Other COVID-19 news you should know about:
• A new study by U.K. researchers has found that the omicron variant of the coronavirus that causes COVID is less likely than delta to lead to long COVID, NBC News reported. The new research, which was published Thursday in The Lancet, is an observational analysis of people who signed up for a smartphone app-led project called the ZOE Covid Study. The researchers zeroed in on data from 41,361 adults who tested positive for Covid-19 between June 2021 and late November 2021 —when delta was dominant — comparing them to 56,003 adults who tested positive after omicron took hold between December 2021 and March 2022, when more than 70% of cases in the U.K. were estimated to be omicron.

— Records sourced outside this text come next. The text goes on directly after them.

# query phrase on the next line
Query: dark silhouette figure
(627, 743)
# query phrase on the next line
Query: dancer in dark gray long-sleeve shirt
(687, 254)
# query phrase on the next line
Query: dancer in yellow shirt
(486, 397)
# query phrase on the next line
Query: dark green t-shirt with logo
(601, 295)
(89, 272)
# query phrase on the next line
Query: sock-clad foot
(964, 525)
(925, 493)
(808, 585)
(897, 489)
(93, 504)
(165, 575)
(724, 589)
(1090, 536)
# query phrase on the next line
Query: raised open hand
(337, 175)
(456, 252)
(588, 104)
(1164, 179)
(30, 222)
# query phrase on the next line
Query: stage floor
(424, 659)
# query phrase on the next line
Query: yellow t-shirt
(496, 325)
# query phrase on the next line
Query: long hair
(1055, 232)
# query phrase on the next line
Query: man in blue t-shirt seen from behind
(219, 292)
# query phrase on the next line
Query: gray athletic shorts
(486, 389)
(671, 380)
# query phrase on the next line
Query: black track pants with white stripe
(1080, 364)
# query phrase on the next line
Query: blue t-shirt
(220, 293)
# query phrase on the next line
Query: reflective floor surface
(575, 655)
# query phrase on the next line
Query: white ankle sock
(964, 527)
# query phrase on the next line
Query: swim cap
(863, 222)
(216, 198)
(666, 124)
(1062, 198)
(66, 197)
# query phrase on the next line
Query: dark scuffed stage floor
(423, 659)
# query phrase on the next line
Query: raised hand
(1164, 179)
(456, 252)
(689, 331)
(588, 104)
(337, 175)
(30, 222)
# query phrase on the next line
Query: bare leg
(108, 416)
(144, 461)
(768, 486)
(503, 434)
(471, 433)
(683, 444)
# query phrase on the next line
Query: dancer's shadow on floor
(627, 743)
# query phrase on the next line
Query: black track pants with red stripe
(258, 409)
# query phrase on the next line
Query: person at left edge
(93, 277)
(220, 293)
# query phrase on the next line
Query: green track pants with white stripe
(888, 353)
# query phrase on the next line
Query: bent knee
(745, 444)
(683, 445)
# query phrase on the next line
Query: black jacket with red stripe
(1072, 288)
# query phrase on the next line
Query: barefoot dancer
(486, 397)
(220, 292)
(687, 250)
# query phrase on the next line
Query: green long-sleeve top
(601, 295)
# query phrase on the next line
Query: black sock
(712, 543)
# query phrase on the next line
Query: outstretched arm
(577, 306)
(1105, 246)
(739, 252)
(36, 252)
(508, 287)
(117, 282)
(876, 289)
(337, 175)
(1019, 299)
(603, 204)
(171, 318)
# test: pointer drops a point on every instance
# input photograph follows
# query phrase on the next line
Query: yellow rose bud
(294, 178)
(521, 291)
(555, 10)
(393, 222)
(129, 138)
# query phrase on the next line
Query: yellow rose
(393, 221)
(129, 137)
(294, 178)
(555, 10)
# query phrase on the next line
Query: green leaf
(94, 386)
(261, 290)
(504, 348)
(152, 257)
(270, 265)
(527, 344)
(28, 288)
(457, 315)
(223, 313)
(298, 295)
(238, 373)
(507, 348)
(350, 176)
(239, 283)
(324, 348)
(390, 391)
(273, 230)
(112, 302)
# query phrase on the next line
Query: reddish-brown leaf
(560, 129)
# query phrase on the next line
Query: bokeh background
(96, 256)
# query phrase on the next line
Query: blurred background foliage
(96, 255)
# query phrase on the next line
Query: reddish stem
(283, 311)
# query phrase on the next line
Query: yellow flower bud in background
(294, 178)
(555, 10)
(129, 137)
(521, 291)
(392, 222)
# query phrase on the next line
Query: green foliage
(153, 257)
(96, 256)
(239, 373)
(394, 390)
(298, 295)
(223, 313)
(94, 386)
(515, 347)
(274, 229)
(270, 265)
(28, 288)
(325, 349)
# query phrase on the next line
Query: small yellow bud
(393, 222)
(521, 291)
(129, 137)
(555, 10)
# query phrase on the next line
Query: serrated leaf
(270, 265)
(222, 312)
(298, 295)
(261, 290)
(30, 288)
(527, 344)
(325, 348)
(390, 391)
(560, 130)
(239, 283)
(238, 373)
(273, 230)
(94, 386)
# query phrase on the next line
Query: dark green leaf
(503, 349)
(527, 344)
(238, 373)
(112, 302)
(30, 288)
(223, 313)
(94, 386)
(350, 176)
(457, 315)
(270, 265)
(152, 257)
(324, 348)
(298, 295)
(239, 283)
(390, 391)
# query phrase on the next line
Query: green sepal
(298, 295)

• After all-night talks, members of the World Trade Organization early Friday reached a string of deals that included broadening production of COVID-19 vaccines in the developing world, the Associated Press reported. But the agreement was on a watered-down plan to waive intellectual property protections for COVID-19 vaccines, which ran afoul of advocacy groups that say it did not go far enough — and could even do more harm than good. “The TRIPS waiver compromise will contribute to ongoing efforts to concentrate and diversify vaccine manufacturing capacity so that a crisis in one region does not leave others cut off,” WTO Director-General Nzogi Okonjo-Iweala said of the waiver of intellectual property protections.

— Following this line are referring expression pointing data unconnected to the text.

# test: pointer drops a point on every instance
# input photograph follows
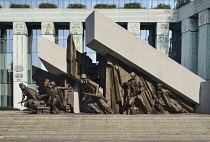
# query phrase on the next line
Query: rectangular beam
(106, 37)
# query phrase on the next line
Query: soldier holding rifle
(98, 102)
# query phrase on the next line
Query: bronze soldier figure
(98, 102)
(55, 98)
(135, 89)
(31, 95)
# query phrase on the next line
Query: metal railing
(149, 4)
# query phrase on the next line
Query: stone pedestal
(134, 28)
(76, 29)
(20, 60)
(48, 32)
(204, 106)
(204, 45)
(189, 51)
(162, 37)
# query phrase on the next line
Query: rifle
(96, 96)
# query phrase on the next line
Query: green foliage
(19, 6)
(105, 6)
(47, 5)
(134, 5)
(76, 5)
(162, 6)
(181, 3)
(8, 108)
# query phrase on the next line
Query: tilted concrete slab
(52, 56)
(106, 37)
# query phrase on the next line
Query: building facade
(182, 34)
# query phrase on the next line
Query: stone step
(103, 127)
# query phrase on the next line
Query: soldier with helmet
(98, 103)
(56, 98)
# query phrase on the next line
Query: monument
(131, 84)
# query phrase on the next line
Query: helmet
(132, 74)
(83, 76)
(52, 83)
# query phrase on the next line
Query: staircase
(174, 127)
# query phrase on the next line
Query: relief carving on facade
(134, 28)
(19, 75)
(18, 68)
(19, 28)
(162, 28)
(76, 28)
(202, 18)
(48, 28)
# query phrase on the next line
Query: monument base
(204, 106)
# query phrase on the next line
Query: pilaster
(76, 29)
(20, 60)
(189, 50)
(204, 45)
(162, 37)
(48, 32)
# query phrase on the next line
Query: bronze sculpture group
(53, 101)
(124, 91)
(138, 98)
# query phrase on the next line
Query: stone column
(76, 98)
(134, 28)
(162, 37)
(48, 32)
(204, 45)
(189, 50)
(175, 45)
(20, 60)
(76, 29)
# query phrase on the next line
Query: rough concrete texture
(189, 57)
(204, 51)
(107, 37)
(204, 106)
(20, 61)
(21, 126)
(52, 55)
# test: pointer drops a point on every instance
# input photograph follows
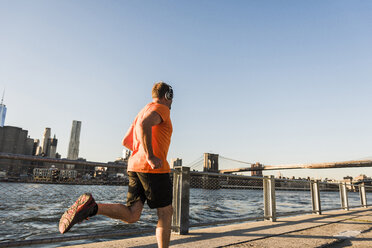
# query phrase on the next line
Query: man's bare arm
(128, 138)
(150, 120)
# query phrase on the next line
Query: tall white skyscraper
(73, 147)
(2, 111)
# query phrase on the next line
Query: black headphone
(169, 93)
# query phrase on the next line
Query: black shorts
(155, 188)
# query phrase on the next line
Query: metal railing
(33, 209)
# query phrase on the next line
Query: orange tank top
(161, 137)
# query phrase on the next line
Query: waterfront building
(52, 147)
(15, 140)
(2, 111)
(45, 141)
(73, 147)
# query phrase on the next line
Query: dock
(339, 228)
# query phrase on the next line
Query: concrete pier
(331, 229)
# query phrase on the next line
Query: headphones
(169, 93)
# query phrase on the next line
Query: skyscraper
(2, 111)
(73, 148)
(45, 141)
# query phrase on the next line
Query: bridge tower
(210, 165)
(210, 162)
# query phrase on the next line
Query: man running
(149, 138)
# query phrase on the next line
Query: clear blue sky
(275, 82)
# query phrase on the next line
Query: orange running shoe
(84, 207)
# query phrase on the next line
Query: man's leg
(163, 229)
(121, 212)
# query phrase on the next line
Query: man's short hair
(160, 89)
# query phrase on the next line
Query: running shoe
(84, 207)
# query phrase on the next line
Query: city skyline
(258, 81)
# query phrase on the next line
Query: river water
(32, 211)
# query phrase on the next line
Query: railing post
(362, 193)
(269, 198)
(343, 197)
(181, 200)
(315, 196)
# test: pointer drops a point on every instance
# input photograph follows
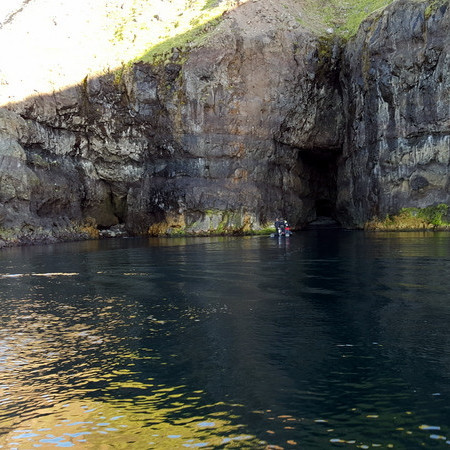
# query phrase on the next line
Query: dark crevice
(319, 168)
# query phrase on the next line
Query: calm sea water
(329, 339)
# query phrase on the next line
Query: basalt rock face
(396, 81)
(265, 119)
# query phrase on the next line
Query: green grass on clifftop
(341, 17)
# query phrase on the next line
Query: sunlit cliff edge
(205, 117)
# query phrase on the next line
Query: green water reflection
(328, 340)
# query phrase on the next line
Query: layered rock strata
(264, 119)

• China on Friday defended its tough “zero-COVID” policy after the U.S. ambassador said it was causing serious damage to the global economy and foreign business sentiment, the AP reported separately. Foreign Ministry spokesperson Wang Wenbin said the Chinese economy is recovering from the effects of the pandemic and “facts prove” the policy mandating lockdowns, quarantines and mass testing is “suitable for China’s national conditions and has stood the test of history.” China has sought to completely eliminate outbreaks of COVID-19 with tough restrictions, while most other countries are relaxing their anti-coronavirus measures to “live with” the disease.
• Thailand is lifting a pre-arrival registration requirement for foreign visitors that was seen as onerous and a drag on the recovery for its ailing tourism industry, the AP reported. The government’s COVID-19 center also said Friday that an outdoor mask mandate would be dropped as of July 1 except in crowded venues. The mask mandate was not controversial in Thailand and generally obeyed.
Here’s what the numbers say
The global tally of confirmed cases of COVID-19 topped 537.8 million on Friday, while the death toll rose above 6.31 million, according to data aggregated by Johns Hopkins University.
The U.S. leads the world with 86 million cases and 1,012,647 fatalities.
The Centers for Disease Control and Prevention’s tracker shows that 221.9 million people living in the U.S. are fully vaccinated, equal to 66.8% of the total population. But just 104.7 million have had a first booster, equal to 47.2% of the vaccinated population.
Just 16 million of the people aged 50 and over who are eligible for a second booster have had one, equal to 25.3% of those who had a first booster.